ARTIK PATRON -İŞÇİ YOK SOSYAL ORTAKLIK VAR. ESNEKLİK YOK GÜVENCELİ ESNEKLİK VAR
Bir konuyu anlatırken o konuya özgü, o konu özelinde özel anlamlar yüklenmiş kavramların seçilmesi terminoloji diye adlandırılan konuya özgülenmiş bir dil yaratır.
Yaratılan bu dil, konun net anlaşılması için zorunluymuş gibi gösterilse de çoğunlukla bu dil sayesinde kimi yalın basit gerçekler gizlenir, perdelemeler yapılır, gerçeklik çarpıtılarak sunulur.
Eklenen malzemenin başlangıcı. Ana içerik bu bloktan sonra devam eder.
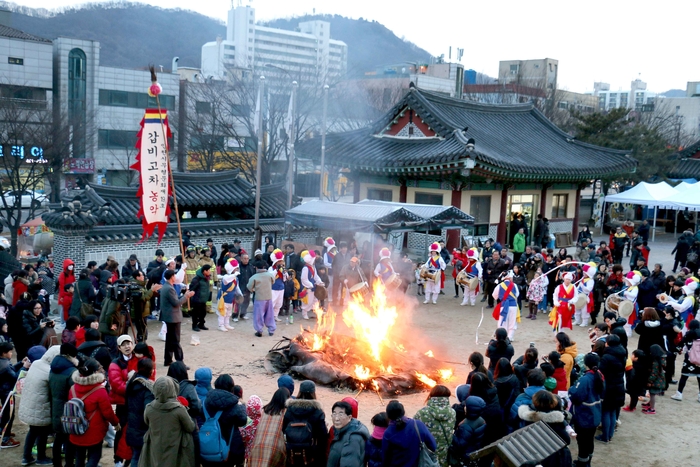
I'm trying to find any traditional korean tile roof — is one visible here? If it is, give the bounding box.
[298,87,637,181]
[43,170,298,230]
[0,25,52,44]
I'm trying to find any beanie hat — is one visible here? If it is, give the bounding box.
[270,248,284,266]
[59,342,78,358]
[27,345,46,363]
[299,380,316,393]
[379,248,391,260]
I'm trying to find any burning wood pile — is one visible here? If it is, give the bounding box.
[266,281,453,395]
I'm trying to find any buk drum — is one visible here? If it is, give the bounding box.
[314,285,328,302]
[574,294,588,310]
[348,282,369,299]
[384,273,401,290]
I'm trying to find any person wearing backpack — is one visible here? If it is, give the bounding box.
[199,375,248,467]
[49,344,78,467]
[138,376,196,467]
[282,381,328,467]
[671,319,700,402]
[124,358,155,467]
[19,345,61,465]
[69,358,121,467]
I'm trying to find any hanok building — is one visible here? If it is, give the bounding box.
[299,87,637,249]
[42,171,310,268]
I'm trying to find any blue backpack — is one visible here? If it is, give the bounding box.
[199,407,236,462]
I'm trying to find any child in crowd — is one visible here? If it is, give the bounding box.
[527,269,549,319]
[642,344,666,415]
[61,316,80,348]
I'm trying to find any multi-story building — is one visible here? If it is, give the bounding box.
[53,37,179,187]
[498,58,559,90]
[593,79,656,111]
[202,6,348,82]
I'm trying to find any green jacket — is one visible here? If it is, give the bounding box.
[414,397,457,466]
[190,268,211,303]
[513,232,525,253]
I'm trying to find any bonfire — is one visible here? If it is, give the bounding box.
[267,281,453,394]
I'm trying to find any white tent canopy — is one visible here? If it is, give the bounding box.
[601,182,687,241]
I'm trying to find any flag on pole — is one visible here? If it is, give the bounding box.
[131,109,172,243]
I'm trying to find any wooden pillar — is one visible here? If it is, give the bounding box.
[445,190,462,252]
[352,173,360,203]
[496,186,508,245]
[571,186,581,239]
[540,185,549,217]
[399,181,408,203]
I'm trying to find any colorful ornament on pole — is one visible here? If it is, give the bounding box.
[148,83,163,97]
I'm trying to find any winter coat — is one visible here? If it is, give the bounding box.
[68,371,119,446]
[68,279,97,319]
[569,370,605,428]
[560,342,578,389]
[78,341,112,369]
[493,375,520,414]
[634,321,666,357]
[190,269,211,303]
[139,376,196,467]
[598,345,627,410]
[486,339,515,371]
[518,405,572,467]
[508,386,544,430]
[247,412,287,467]
[204,389,248,464]
[18,345,61,426]
[126,375,155,447]
[450,396,486,464]
[326,418,369,467]
[44,354,78,433]
[414,397,457,465]
[21,310,45,348]
[282,393,328,467]
[382,417,437,467]
[108,353,138,405]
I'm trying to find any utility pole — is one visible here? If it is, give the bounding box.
[318,84,329,201]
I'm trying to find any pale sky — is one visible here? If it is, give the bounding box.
[15,0,700,92]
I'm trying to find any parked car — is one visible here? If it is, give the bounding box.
[0,190,49,209]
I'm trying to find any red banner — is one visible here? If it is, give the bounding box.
[131,109,172,243]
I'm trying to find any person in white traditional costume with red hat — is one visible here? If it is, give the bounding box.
[573,262,598,327]
[268,248,289,321]
[216,258,243,332]
[549,272,578,332]
[492,269,520,341]
[460,248,484,306]
[374,248,396,285]
[622,271,642,337]
[423,242,446,304]
[299,250,325,319]
[323,237,338,302]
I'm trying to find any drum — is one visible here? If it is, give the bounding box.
[605,294,623,313]
[348,282,369,299]
[574,294,587,310]
[314,285,328,301]
[384,273,401,290]
[618,300,634,319]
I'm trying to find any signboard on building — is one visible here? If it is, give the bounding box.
[63,157,95,174]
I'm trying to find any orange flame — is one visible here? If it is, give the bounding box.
[416,371,437,388]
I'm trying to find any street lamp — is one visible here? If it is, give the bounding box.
[318,84,329,201]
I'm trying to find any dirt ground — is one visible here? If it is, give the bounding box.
[0,282,700,467]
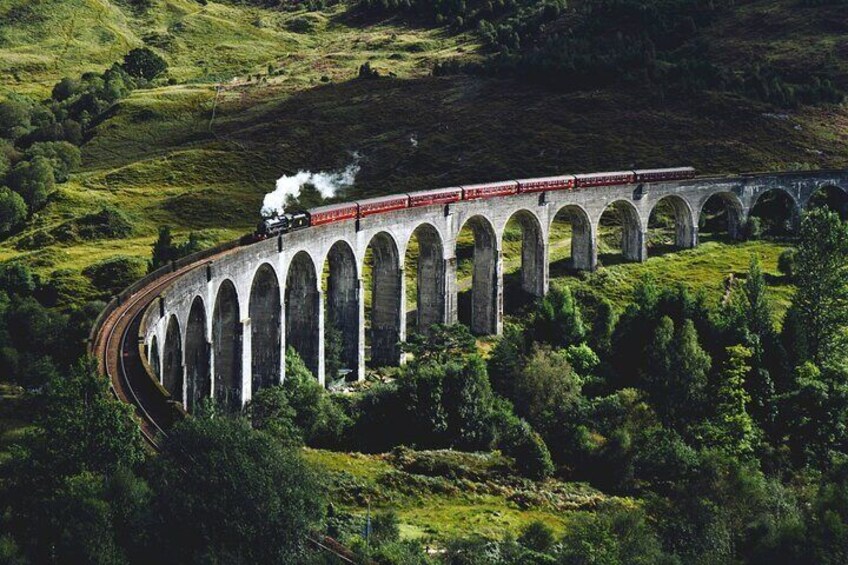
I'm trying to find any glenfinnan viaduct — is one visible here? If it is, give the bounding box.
[122,172,848,411]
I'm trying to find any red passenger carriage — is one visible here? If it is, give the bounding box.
[518,175,574,192]
[309,202,358,226]
[407,186,462,208]
[357,194,409,218]
[574,171,636,188]
[462,180,518,200]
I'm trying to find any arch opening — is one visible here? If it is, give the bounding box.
[162,315,185,405]
[456,216,500,335]
[744,188,800,238]
[597,200,647,265]
[404,224,445,333]
[147,336,162,382]
[647,195,697,254]
[212,280,242,413]
[503,210,546,313]
[248,263,282,392]
[185,296,212,412]
[550,205,598,274]
[363,232,403,367]
[322,241,359,384]
[698,192,744,239]
[286,251,320,376]
[807,185,848,222]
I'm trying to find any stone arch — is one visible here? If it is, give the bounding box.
[147,336,162,382]
[596,200,647,261]
[185,296,212,412]
[286,251,320,376]
[550,204,598,271]
[648,194,698,249]
[367,232,403,367]
[323,240,359,376]
[458,215,501,335]
[404,223,446,333]
[503,209,547,296]
[248,263,282,392]
[748,187,801,235]
[804,183,848,220]
[212,279,242,413]
[162,314,183,404]
[698,192,745,239]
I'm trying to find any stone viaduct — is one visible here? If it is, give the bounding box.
[140,172,848,411]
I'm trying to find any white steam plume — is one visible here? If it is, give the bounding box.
[260,153,361,217]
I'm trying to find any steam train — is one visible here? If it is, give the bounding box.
[253,167,695,241]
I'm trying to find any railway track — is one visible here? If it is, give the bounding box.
[92,262,195,450]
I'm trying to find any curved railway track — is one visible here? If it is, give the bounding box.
[91,251,226,450]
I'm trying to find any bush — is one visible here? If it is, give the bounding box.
[245,386,303,446]
[518,520,555,553]
[151,417,325,563]
[744,216,763,239]
[0,186,27,236]
[9,157,56,213]
[0,261,35,296]
[777,248,798,280]
[0,98,32,140]
[82,255,145,296]
[26,141,82,182]
[121,47,168,80]
[498,414,554,480]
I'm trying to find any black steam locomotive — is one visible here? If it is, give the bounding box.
[254,212,309,240]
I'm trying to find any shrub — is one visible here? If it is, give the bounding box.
[151,417,324,563]
[0,98,31,140]
[518,520,555,553]
[121,47,168,80]
[245,386,303,446]
[0,186,27,236]
[744,216,763,239]
[498,414,554,479]
[777,248,798,280]
[82,255,145,295]
[0,261,35,296]
[26,141,82,182]
[9,157,56,213]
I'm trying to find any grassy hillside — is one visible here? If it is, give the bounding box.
[0,0,848,278]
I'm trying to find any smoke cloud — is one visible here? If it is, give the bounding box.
[260,153,361,217]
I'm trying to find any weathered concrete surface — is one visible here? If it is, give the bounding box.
[141,172,848,410]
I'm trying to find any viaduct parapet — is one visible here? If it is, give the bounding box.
[132,171,848,411]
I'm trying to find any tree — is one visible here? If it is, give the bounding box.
[121,47,168,80]
[643,316,711,428]
[26,141,82,183]
[0,186,27,236]
[82,255,144,296]
[793,208,848,367]
[3,360,144,563]
[147,226,175,273]
[488,323,527,399]
[8,157,56,213]
[518,520,555,553]
[403,324,477,365]
[0,98,32,140]
[283,347,352,447]
[245,386,303,446]
[442,355,494,450]
[151,417,325,563]
[706,345,757,458]
[533,288,586,347]
[496,408,554,480]
[514,348,582,429]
Kapitalist bir ekonomide işçi işgücünü satar, işveren satın aldığı işgücünü kullanarak kar amaçlı bir organizasyon yaratır. İşverenin karının büyümesi ile işçinin ücretinin artması arasında ters bir ilişki vardır. İşveren elde ettiği kardan en azını işçiye ödemek isteyecek, işçi ise aksine ücretini dolayısıyla yaşam standardını yükseltmeye çalışacaktır.
Birbiriyle çelişen bu ilişkide ki çelişkinin örtülmesi, işçinin işverenin çıkarları doğrultusunda davranmasının sağlanması, hatta aralarında kader birliğinin var olduğunun söylenerek, işçi üzerindeki işveren denetimini doruğa çıkartacak yeni iş organizasyonlarının işçilerin seslerini çıkartmadan yaşama geçirilmesi için, yeni bir, yeni bir terminoloji yaratılarak işçilerin karşısına çıkılır.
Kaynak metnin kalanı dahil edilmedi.